Лантаров хотел было положить книги в пакет и только тут только заметил в нем еще какой-то маленький сверточек. Он развернул, и чуть не вскрикнул – там был мобильный телефон. Старенькая модель с дешевым пластмассовым корпусом и черно-белым экраном. И еще зарядное устройство к нему. Это же тот самый аппаратик, который был у Шуры и которым он всего лишь раза два пользовался для связи с Евсеевной! Но как же Лантаров был рад этому неказистому приборчику. Ведь это связь с миром, который он позабыл и который его уже не помнит! Но тут Лантаров осекся: а с кем он вообще может связаться, если не знает никаких номеров? Он проверил список абонентов и был потрясен. Там значились только Шура и Евсеевна. Но все равно радость не схлынула окончательно. Все равно это та зацепка, о которой он мечтал. Он посмотрел на листок, в который был завернут телефон. На нем были написанные рукой Шуры слова:
«Кирилл, держись! Если тебе будет плохо, позвони мне или Евсеевне (она предупреждена). Если захочешь, я могу забрать тебя к себе – как только врачи снимут твой железный обруч. Мы помним о тебе, молимся за тебя. Шура».
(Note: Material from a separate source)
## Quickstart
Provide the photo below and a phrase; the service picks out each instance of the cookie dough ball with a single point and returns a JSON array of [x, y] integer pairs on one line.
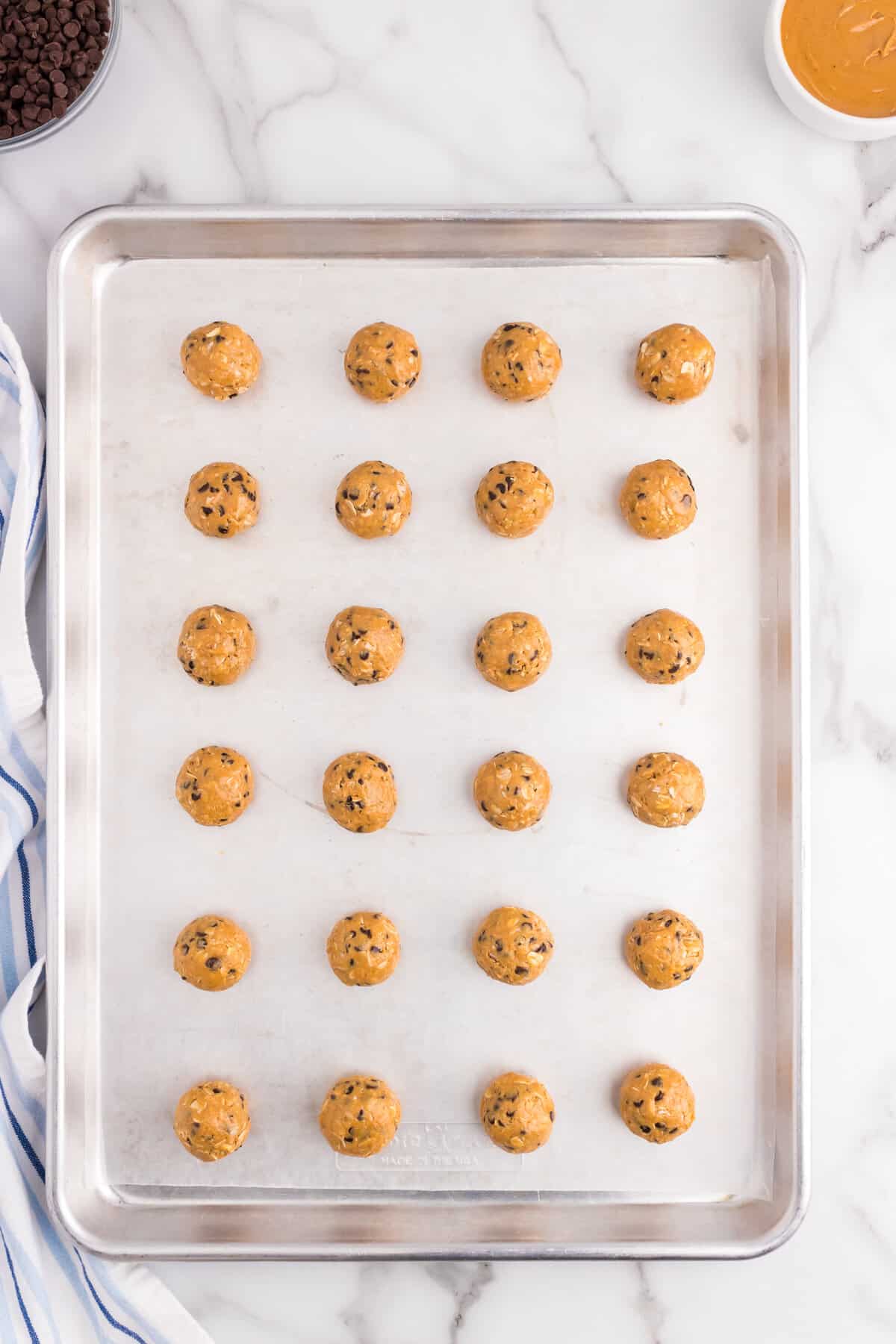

Записка наполнила его воодушевлением, от нее веяло здоровой энергией, неизвестной целительной силой. Этот немного смятый листок был первой материализованной вещью в его новой жизни, который имел отношение конкретно к его душе.
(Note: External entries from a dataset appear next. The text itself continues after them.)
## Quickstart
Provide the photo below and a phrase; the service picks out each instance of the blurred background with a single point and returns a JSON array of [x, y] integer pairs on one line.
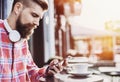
[[87, 28]]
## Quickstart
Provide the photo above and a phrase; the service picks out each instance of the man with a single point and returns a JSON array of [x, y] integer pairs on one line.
[[16, 64]]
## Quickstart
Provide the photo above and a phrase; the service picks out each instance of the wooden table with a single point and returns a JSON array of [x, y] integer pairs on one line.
[[71, 78]]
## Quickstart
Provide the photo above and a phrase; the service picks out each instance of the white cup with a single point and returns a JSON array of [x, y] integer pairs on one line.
[[80, 68]]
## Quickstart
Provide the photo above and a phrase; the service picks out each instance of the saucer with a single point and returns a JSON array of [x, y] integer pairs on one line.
[[80, 74]]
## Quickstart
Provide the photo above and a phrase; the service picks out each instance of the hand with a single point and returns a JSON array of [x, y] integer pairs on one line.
[[54, 67]]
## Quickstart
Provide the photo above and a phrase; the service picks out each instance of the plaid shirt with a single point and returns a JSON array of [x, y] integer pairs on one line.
[[16, 63]]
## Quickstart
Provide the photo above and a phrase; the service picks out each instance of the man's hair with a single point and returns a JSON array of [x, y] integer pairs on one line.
[[42, 3]]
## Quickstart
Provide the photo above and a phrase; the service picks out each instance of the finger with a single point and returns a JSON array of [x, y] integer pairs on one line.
[[51, 72], [55, 61], [59, 66], [56, 68]]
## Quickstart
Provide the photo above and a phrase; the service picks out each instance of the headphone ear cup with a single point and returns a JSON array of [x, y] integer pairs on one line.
[[14, 36]]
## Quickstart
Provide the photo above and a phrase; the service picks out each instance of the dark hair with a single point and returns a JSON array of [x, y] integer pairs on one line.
[[42, 3]]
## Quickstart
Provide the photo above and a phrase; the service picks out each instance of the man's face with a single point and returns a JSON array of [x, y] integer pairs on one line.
[[28, 20]]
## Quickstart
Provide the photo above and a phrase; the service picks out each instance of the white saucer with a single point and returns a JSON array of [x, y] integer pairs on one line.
[[81, 74]]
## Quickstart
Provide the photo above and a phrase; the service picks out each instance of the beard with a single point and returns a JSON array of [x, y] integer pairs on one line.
[[25, 30]]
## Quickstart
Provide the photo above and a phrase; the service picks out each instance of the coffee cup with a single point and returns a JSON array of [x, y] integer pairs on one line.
[[80, 68]]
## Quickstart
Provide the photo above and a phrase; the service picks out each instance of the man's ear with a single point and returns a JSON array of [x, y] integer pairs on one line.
[[17, 8]]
Лантаров сам не ожидал от себя такой, явно несвойственной ему читательской прыти. Первую книгу – рецепты борьбы с душевной тревогой и беспокойством пресловутого Дейла Карнеги – он проглотил за три дня. Теперь он хорошо запомнил имя автора и испытывал к нему уважение. Читал он медленно, тихо и долго пережевывал текст. В его сознании то и дело всплывали фразы. Он даже с удовольствием выписал в блокнот несколько – это было желание чем-то подражать Шуре. «Изолируйте прошлое!» – этот призыв показался парню довольно своевременным. Затем он еще немного пошуршал листами и выписал еще одну: «День спасения человека – сегодня!» И так, поглощенный простоватым, доступным текстом, Лантаров исписал несколько страниц.